Drawing from real-world experience, the workshop instructor will guide participants through the exact coding exercise used in their recent interview process for a Generative AI Data Scientist position at a leading tech company. This approach provides an unparalleled opportunity to:
-
Gain practical, industry-relevant skills: Learn how to construct a RAG pipeline from scratch, mirroring the challenges faced in actual job interviews and real-world applications.
-
Understand evaluation techniques: Master the art of assessing and fine-tuning your RAG system using ragas, a critical skill for both landing a job and excelling in the field.
-
Peek behind the interview curtain: Get insider insights into what top companies are looking for in Generative AI talent, helping you prepare for your own career advancement.
-
Engage in a fun, collaborative environment: Work alongside peers to solve problems, share ideas, and build your professional network.
-
Bridge the gap between theory and practice: Apply your knowledge to a concrete, real-world scenario that goes beyond textbook examples.
Workshop Highlights
Throughout the workshop, participants will:
- Set up a RAG pipeline using popular open-source tools and libraries
- Learn best practices for data preparation and indexing
- Implement and fine-tune retrieval mechanisms
- Integrate retrieved information with large language models
- Develop robust evaluation metrics to assess pipeline performance
- Troubleshoot common issues and optimize system efficiency
Whether you’re a seasoned data scientist looking to pivot into Generative AI, a student preparing for future job prospects, or simply an enthusiast eager to explore this cutting-edge technology, this workshop offers invaluable experience that sets it apart from traditional conference sessions.
Don’t miss this chance to enhance your skills, boost your resume, and gain a competitive edge in the job market. Join us for an engaging, practical, and potentially career-changing workshop that will equip you with the tools to build, evaluate, and showcase your own RAG pipeline – a key to unlocking exciting opportunities in the world of Generative AI.
Technologies we will use: Python, Jupyter Notebook (Colab), Google Cloud Platform, Gemini, LangChain, ChromaDB, and more!

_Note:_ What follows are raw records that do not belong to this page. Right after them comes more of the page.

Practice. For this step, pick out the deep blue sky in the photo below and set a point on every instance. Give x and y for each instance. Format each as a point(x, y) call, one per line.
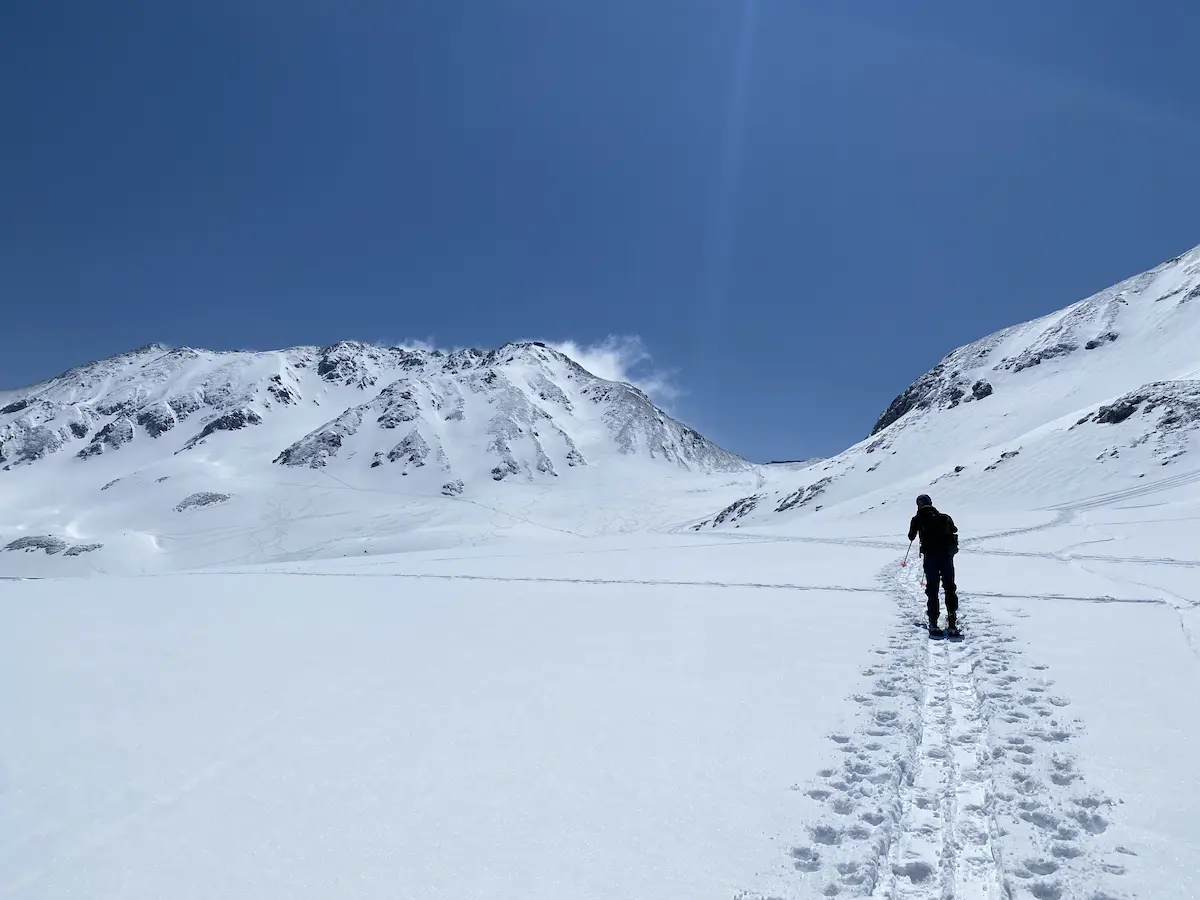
point(797, 205)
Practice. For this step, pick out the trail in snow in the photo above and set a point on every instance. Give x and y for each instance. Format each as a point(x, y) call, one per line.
point(960, 783)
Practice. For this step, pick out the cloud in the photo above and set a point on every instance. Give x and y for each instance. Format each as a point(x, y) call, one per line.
point(623, 358)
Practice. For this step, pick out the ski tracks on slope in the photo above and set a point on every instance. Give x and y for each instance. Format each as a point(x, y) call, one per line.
point(959, 784)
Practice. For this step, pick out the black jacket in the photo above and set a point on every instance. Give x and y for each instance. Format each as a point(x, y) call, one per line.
point(934, 539)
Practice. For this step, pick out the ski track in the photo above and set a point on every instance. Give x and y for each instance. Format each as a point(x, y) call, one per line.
point(959, 781)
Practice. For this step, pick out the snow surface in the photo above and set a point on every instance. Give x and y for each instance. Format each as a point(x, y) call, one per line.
point(280, 681)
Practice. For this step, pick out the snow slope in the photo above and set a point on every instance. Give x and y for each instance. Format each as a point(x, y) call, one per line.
point(341, 681)
point(1104, 391)
point(165, 460)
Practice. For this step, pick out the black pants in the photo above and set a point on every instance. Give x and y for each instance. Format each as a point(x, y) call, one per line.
point(940, 568)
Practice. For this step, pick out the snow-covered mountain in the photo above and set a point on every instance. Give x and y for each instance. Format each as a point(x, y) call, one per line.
point(523, 411)
point(1105, 390)
point(121, 449)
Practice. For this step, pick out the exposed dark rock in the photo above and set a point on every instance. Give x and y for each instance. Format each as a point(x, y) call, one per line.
point(277, 390)
point(156, 420)
point(804, 496)
point(400, 407)
point(1107, 337)
point(508, 467)
point(81, 549)
point(1179, 400)
point(312, 451)
point(112, 437)
point(184, 406)
point(1037, 357)
point(412, 450)
point(49, 544)
point(229, 421)
point(732, 513)
point(1117, 412)
point(1003, 457)
point(202, 498)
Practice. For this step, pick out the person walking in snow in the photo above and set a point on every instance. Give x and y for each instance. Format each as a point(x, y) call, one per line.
point(939, 544)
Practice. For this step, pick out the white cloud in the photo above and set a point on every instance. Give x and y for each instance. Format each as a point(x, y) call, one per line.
point(623, 358)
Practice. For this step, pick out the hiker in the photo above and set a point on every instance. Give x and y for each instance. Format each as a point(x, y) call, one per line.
point(939, 544)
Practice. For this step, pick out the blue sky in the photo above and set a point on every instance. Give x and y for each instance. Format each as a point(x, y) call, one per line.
point(785, 209)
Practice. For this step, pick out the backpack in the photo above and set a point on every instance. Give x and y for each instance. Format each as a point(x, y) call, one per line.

And just in case you were wondering, yes I did get the job!
Notes
Ideally, this would be at least two sessions in terms of time (i.e. 45 min X 2 -> 90 min). Having done this type of workshop in the past, I just think it is hard for attendees to grasp the concepts within a 45 min period. You tend to spend a lot of time up front getting everyone set up, and then you don’t have enough time to dive into the code with just 45 min. If that isn’t possible, I can make it work with 45 min, but I think the more time we can give the attendees, the better.
I have given similar code lab talks with GDG Ann Arbor, and we were able to get “credits” from Google that covered the costs of the workshop for participants. I am hoping to do the same here, since the technology we will be using (GCP, Gemini, Colab) is not free.